IREL (India) Ltd, under the Department of Atomic Energy, is India’s sole producer of rare earth elements. However, their operations remain focused on extracting minerals like ilmenite, zircon, and rutile, which are used in other industries. Rare earth production is still in its infancy, with only 500 tons of raw materials earmarked for magnet production annually. This falls far short of India’s projected demand of 30,000 tons.


To address this gap, the government is developing a Production-Linked Incentive (PLI) scheme worth ₹1,000 crore to promote domestic magnet production. However, this investment is unlikely to meet demand unless domestic production scales significantly and achieves cost efficiency.


Economic Viability: A Major Roadblock

The economic feasibility of rare earth extraction is another hurdle. Global prices for rare earth metals have fallen sharply, making imports more cost-effective than domestic production. For example, India imported 53,700 tons of rare earth magnets in FY25 at a cost of ₹1,744 crore. In contrast, the ₹1,000-crore PLI scheme targets just 1,500 tons of magnet production—a financially unsound proposition unless production costs are drastically reduced.


Lynas Corporation, the largest producer outside China, also faced declining profits due to falling prices, highlighting the global economic challenges in this sector.


Strategic Moves and Future Prospects

India is taking proactive steps to mitigate its reliance on Chinese rare earths. Recent initiatives include reducing mining royalties to 1%, increasing exploration activities, and initiating auctions to attract private investment. Additionally, India is exploring international collaborations for rare earth resources in countries like Oman, Vietnam, Sri Lanka, and Bangladesh. A strategic partnership with the United States further underscores India’s commitment to diversifying its supply sources.

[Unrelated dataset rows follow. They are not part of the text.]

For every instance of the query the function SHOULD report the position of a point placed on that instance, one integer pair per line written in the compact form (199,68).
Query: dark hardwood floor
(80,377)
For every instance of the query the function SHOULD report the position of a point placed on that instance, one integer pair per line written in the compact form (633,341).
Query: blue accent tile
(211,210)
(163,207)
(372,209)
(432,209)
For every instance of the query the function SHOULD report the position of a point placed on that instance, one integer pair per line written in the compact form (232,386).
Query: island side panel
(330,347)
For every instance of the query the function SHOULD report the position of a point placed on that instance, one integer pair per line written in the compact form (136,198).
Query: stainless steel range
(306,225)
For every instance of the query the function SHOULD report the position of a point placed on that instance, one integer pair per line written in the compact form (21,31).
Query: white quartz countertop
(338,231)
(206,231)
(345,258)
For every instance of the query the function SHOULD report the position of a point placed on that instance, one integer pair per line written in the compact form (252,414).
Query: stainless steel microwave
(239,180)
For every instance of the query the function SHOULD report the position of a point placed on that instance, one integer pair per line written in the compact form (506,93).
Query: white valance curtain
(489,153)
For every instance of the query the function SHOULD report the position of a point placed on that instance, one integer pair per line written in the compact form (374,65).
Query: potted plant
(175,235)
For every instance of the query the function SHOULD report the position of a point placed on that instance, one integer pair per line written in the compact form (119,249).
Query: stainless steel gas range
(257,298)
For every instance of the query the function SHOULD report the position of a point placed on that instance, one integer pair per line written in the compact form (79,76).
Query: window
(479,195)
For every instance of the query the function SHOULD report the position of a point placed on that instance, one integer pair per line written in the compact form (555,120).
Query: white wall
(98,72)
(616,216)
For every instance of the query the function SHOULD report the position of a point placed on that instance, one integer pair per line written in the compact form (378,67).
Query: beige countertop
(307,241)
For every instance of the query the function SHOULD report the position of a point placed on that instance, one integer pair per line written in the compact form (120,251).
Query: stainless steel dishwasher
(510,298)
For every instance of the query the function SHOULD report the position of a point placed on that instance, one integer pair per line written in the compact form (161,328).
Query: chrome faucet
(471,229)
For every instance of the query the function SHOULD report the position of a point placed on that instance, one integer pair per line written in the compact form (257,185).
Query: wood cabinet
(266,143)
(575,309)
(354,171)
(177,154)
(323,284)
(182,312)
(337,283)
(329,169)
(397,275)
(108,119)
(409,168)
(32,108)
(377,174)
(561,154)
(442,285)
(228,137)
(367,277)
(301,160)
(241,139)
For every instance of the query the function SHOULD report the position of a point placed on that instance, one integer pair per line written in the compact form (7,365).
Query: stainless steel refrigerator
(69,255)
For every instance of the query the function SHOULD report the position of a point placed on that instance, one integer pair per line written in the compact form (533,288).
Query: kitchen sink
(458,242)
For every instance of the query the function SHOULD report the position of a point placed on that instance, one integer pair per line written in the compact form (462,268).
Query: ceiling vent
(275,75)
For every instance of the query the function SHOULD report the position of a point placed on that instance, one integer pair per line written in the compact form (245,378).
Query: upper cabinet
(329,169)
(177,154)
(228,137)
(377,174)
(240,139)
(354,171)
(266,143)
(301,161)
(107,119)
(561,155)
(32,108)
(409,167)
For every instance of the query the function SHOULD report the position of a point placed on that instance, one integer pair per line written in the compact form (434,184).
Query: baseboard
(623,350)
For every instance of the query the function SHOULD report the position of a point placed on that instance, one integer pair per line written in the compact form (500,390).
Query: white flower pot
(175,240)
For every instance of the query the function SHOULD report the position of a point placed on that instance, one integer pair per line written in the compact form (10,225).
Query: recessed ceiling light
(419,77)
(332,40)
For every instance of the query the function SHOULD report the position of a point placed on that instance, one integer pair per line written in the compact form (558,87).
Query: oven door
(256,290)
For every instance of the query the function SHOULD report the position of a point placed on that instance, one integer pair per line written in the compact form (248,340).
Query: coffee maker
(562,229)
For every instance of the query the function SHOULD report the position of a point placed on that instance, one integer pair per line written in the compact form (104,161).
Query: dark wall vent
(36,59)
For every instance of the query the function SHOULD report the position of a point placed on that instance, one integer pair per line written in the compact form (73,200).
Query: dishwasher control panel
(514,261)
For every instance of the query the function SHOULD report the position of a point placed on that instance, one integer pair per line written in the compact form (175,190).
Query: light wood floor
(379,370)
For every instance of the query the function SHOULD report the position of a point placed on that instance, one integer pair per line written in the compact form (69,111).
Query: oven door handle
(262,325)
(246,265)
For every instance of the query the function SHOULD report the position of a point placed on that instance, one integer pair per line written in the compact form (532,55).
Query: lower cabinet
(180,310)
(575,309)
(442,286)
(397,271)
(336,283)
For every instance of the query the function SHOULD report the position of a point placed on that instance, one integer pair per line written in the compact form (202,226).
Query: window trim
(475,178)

IREL, in collaboration with the Bhabha Atomic Research Centre (BARC), has begun developing samarium-cobalt magnets for defense applications. This pilot project, inaugurated by Prime Minister Narendra Modi, marks a crucial step toward building domestic capabilities.


Despite these efforts, India’s rare earth sector remains constrained by technological and regulatory challenges. The lack of advanced processing technologies and the high cost of production make it difficult to compete with China. However, once these barriers are addressed, India has the potential to emerge as a significant player in the global rare earth supply chain.


The Road Ahead

India’s increasing import of rare earth magnets in FY25 suggests a strategic stockpiling to counter potential Chinese export restrictions. While this approach has provided short-term relief, long-term solutions require sustained investment in exploration, technology, and infrastructure.


Achieving self-reliance in rare earth production is not just an economic necessity but a strategic imperative. With consistent efforts, India can reduce its dependence on China and position itself as a viable alternative in the global rare earth market. However, this journey will demand persistence, innovation, and robust government support over the coming years.